Today’s the day I’ve been waiting for for months… actually years. When they put this
thingin my chest back in
October 2005they said it would probably be removed 2 or 3 months after the end of treatment. It’s three years later and they’re finally removing it.
I had my special shower last night with the special red liquid soap (Betadine) and again this morning. I get out of the shower smelling like a hospital and the shower itself smells like an operating room for a couple of hours. I had a
normal breakfast as instructed and puttered around the house for an hour killing time. I took the taxi to the clinic, went through the front doors and it hit me.
I hadn’t been back to the
Clinique Hartmann since the end of my treatment. There was never a good reason I could come up with for returning. Now I had a good reason to be there and I didn’t want to go in. I had to go down to the chemotherapy department to fill out my file. As soon as I hit that down-sloping ramp (to allow wheelchairs and stretchers down) to chemo I started feeling nauseous. The smell of the chemo chemicals hit me and the atmosphere was like a stab to my chest. I was actually feeling sick and wanted nothing more than to get the hell out of there. I looked at all the other patients in the waiting room. I tried to remember what it was like. I had, and have, completely forgotten the experience. I didn’t want to remember. I didn’t want to realise that three years ago I was one of them: sitting in that uncomfortable chair waiting for my name to be called so they could do to me whatever they wanted. I, like almost everyone else there, would let them do anything and everything it took to get the cancer out of my body. I was in “fight mode” and “survivor mode” focused on one and only one thing in my life. Now it seemed like it had seemed before I had cancer: the sort of thing that happens to someone else.
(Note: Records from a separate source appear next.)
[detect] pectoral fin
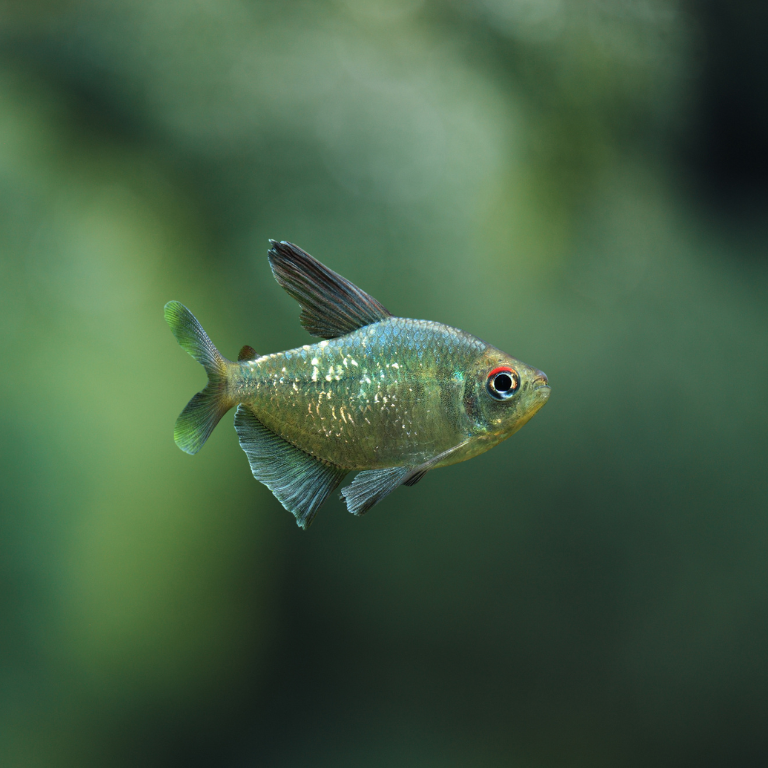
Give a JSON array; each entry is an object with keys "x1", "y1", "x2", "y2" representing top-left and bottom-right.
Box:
[
  {"x1": 269, "y1": 240, "x2": 392, "y2": 339},
  {"x1": 341, "y1": 440, "x2": 469, "y2": 515},
  {"x1": 235, "y1": 405, "x2": 347, "y2": 529}
]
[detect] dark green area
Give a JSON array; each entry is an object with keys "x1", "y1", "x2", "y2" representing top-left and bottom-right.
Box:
[{"x1": 0, "y1": 0, "x2": 768, "y2": 768}]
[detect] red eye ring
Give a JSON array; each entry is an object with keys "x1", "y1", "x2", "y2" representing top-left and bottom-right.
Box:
[{"x1": 486, "y1": 365, "x2": 520, "y2": 400}]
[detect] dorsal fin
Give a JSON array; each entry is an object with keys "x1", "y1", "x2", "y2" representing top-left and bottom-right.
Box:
[
  {"x1": 237, "y1": 344, "x2": 258, "y2": 362},
  {"x1": 269, "y1": 240, "x2": 392, "y2": 339}
]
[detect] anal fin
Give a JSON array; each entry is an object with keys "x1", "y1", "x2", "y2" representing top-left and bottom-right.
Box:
[
  {"x1": 403, "y1": 469, "x2": 429, "y2": 488},
  {"x1": 341, "y1": 438, "x2": 469, "y2": 515},
  {"x1": 235, "y1": 405, "x2": 348, "y2": 529},
  {"x1": 341, "y1": 467, "x2": 411, "y2": 515}
]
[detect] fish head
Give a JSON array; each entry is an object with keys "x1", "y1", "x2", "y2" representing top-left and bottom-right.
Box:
[{"x1": 464, "y1": 346, "x2": 550, "y2": 447}]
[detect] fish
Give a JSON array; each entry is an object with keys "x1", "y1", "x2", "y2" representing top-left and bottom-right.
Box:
[{"x1": 164, "y1": 240, "x2": 550, "y2": 530}]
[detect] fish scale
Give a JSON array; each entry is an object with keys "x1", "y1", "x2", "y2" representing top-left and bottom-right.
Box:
[{"x1": 165, "y1": 240, "x2": 550, "y2": 528}]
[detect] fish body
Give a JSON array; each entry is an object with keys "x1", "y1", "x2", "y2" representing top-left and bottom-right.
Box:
[{"x1": 166, "y1": 241, "x2": 550, "y2": 528}]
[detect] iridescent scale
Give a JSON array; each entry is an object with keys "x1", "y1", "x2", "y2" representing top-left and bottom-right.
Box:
[{"x1": 230, "y1": 318, "x2": 487, "y2": 469}]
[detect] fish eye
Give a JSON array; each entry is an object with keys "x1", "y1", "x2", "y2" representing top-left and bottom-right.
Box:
[{"x1": 486, "y1": 366, "x2": 520, "y2": 400}]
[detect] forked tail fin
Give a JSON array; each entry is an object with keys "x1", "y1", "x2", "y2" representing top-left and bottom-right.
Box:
[{"x1": 165, "y1": 301, "x2": 234, "y2": 453}]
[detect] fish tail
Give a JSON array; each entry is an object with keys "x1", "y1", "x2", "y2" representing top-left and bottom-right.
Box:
[{"x1": 165, "y1": 301, "x2": 234, "y2": 454}]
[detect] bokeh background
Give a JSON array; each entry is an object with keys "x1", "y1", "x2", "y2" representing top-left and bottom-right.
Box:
[{"x1": 0, "y1": 0, "x2": 768, "y2": 768}]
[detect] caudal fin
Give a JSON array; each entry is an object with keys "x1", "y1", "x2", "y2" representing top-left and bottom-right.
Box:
[{"x1": 165, "y1": 301, "x2": 234, "y2": 453}]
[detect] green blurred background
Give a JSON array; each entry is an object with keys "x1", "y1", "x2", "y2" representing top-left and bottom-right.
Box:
[{"x1": 0, "y1": 0, "x2": 768, "y2": 768}]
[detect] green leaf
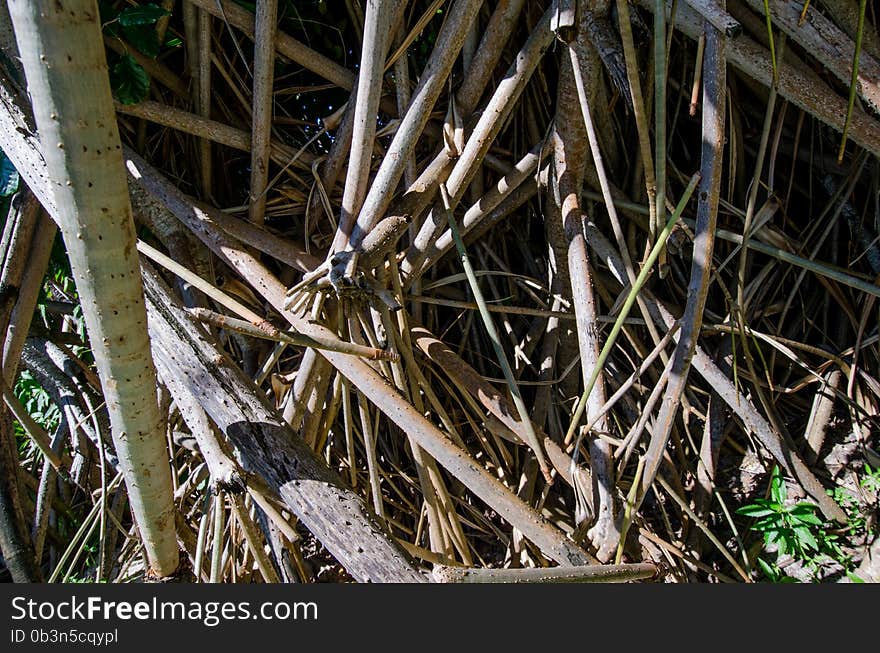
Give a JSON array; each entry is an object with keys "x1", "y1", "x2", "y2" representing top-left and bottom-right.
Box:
[
  {"x1": 736, "y1": 499, "x2": 782, "y2": 517},
  {"x1": 122, "y1": 25, "x2": 161, "y2": 59},
  {"x1": 119, "y1": 3, "x2": 171, "y2": 27},
  {"x1": 770, "y1": 465, "x2": 788, "y2": 504},
  {"x1": 110, "y1": 54, "x2": 150, "y2": 104},
  {"x1": 846, "y1": 571, "x2": 865, "y2": 583}
]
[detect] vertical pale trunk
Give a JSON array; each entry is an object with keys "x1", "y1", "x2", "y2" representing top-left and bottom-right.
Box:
[
  {"x1": 9, "y1": 0, "x2": 178, "y2": 576},
  {"x1": 249, "y1": 0, "x2": 278, "y2": 224}
]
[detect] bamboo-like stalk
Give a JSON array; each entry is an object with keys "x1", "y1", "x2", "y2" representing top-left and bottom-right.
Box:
[
  {"x1": 3, "y1": 207, "x2": 58, "y2": 386},
  {"x1": 248, "y1": 0, "x2": 278, "y2": 224},
  {"x1": 434, "y1": 562, "x2": 659, "y2": 583},
  {"x1": 330, "y1": 0, "x2": 394, "y2": 253},
  {"x1": 195, "y1": 9, "x2": 213, "y2": 197},
  {"x1": 401, "y1": 3, "x2": 556, "y2": 275},
  {"x1": 126, "y1": 152, "x2": 589, "y2": 564},
  {"x1": 116, "y1": 100, "x2": 314, "y2": 169},
  {"x1": 440, "y1": 184, "x2": 553, "y2": 483},
  {"x1": 9, "y1": 0, "x2": 178, "y2": 576},
  {"x1": 337, "y1": 0, "x2": 482, "y2": 252},
  {"x1": 184, "y1": 0, "x2": 355, "y2": 91},
  {"x1": 633, "y1": 6, "x2": 724, "y2": 510},
  {"x1": 638, "y1": 0, "x2": 880, "y2": 156},
  {"x1": 746, "y1": 0, "x2": 880, "y2": 116}
]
I luckily was out of there pretty quickly and on my way to the 4th floor for the pre-op preparations. I know the routine: take all your clothes off, put on the ridiculous blue gown which never closes properly, add a silly looking white shower cap and to complete the clownish images add a couple of paper slippers on your bare feet. As we’re in December this time they threw in a blanket which I got to wrap around my shoulders in back which, in addition to providing a bit of warmth, provided a bit of cover as I knew I was going to be paraded through the waiting room and a few hallways before hitting the operating room on the fifth floor. While waiting in the wheelchair and on the stretcher I had a lot of time by myself to think. I had almost completely forgotten all that I had been through and it was coming back in memory flashes like someone suffering from post traumatic stress nightmares. I talked about it with Desney much later and explained that I thought it was like childbirth. You forget what it was like because you need to. You need to forget in order to move forward. I imagine that if women really remembered every detail of childbirth there would a lot of families out there with only one child. I had wiped out practically all of the memories of treatment, fears and side effects in order to move on to the next phase of my life. I needed to forget in order to imagine life after cancer and forget life with cancer. If I couldn’t completely envision life after cancer then I could not make it real. Now that I feel as though I am actually living life after cancer I can safely remember. I actually went through quite a lot. Looking around at all the others in the waiting rooms hurt. I know all too well what they are going through and what they are going to go through. It sucks. Many, unfortunately most, of them are probably not going to be as lucky as I am. Although looking around made me remember what it was like I feel good that it felt completely foreign to me. This was no longer part of my life. It was part of my past. But lying there and looking up at the ceilings I kept trying to tell myself that I have got to start appreciating what I’ve got and not taking it all for granted as I did before cancer and as I certainly have been doing recently. Easier said (to myself) than done.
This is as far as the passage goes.